Mario Draghi, Chief of the European Central Bank announced this week that it will go to “Negative Interest Rates.” Negative interest rates go below zero. The new rate will be (minus) -.1%. What does all this mean?
Let’s imagine that you are living in Europe and have a bank account in a European bank. Your bank account has a substantial deposit of perhaps up one million Euros. Now you wake up to find that you are being charged .1% on your deposit to keep your money in the bank. Draghi says that the ECB is doing this to force you to lend your money instead of leaving it in the bank. Great theory. However, who would you lend it to? The growth of the European economy is barely above the flat line. Few want to borrow because they see little prospect of starting a new business and making a profit.
That leaves your large depositor with his money sitting in a bank and being charged to leave it there. What would you do to protect your money? Why, yes I’m going to pull it out of the bank and move it to a safe place. What would that place be? Why, yes, it’s the US dollar.
So, what could we expect in worldwide money flows? Most likely you will see money pouring into the US dollar, causing a rally from present levels. Now you have a new, and dangerous scenario unfolding. Now that European bank has less money to lend out, putting pressure on their bottom line. You could see bank defaults in some parts of Europe.

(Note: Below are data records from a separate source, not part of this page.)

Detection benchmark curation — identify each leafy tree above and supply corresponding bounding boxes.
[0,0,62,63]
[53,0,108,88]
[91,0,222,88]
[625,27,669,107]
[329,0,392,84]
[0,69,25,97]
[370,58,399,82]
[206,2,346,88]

Moving now the United States, what do you do as an investor? You are seeing a dramatic shift in bank policy in Europe, with money coming into the US dollar. The US stock market has been making new highs several times this year. People are rushing to buy stocks, fearing that they are missing out in this bull market. The risk factor is at it highest level since the Tech Bubble with the lowest bearish sentiment and the highest bullish sentiment. If you remember when the bullish/bearish sentiment reached these levels in 2000, we saw the bubble burst.
The key question here is whether or not the big players will take their money off the table and stand aside for a while and let these events play themselves out. It is a time of extreme caution. You should take action to protect yourself in the event that the unexpected happens. We would see a market correction coming rather quickly.
Take the time to study your portfolio carefully. You may want to lighten up on some of your positions. To protect your profits, you must set stop loss orders under each stock. If you have a 401k do the same thing. Small investors were hurt badly during crash of 2008-09 because they didn’t know how to protect themselves. If the market does turn downward, you can buy “inverse” ETFs. These move up as the market drops. Do not let the crowd lull you into a false sense of security.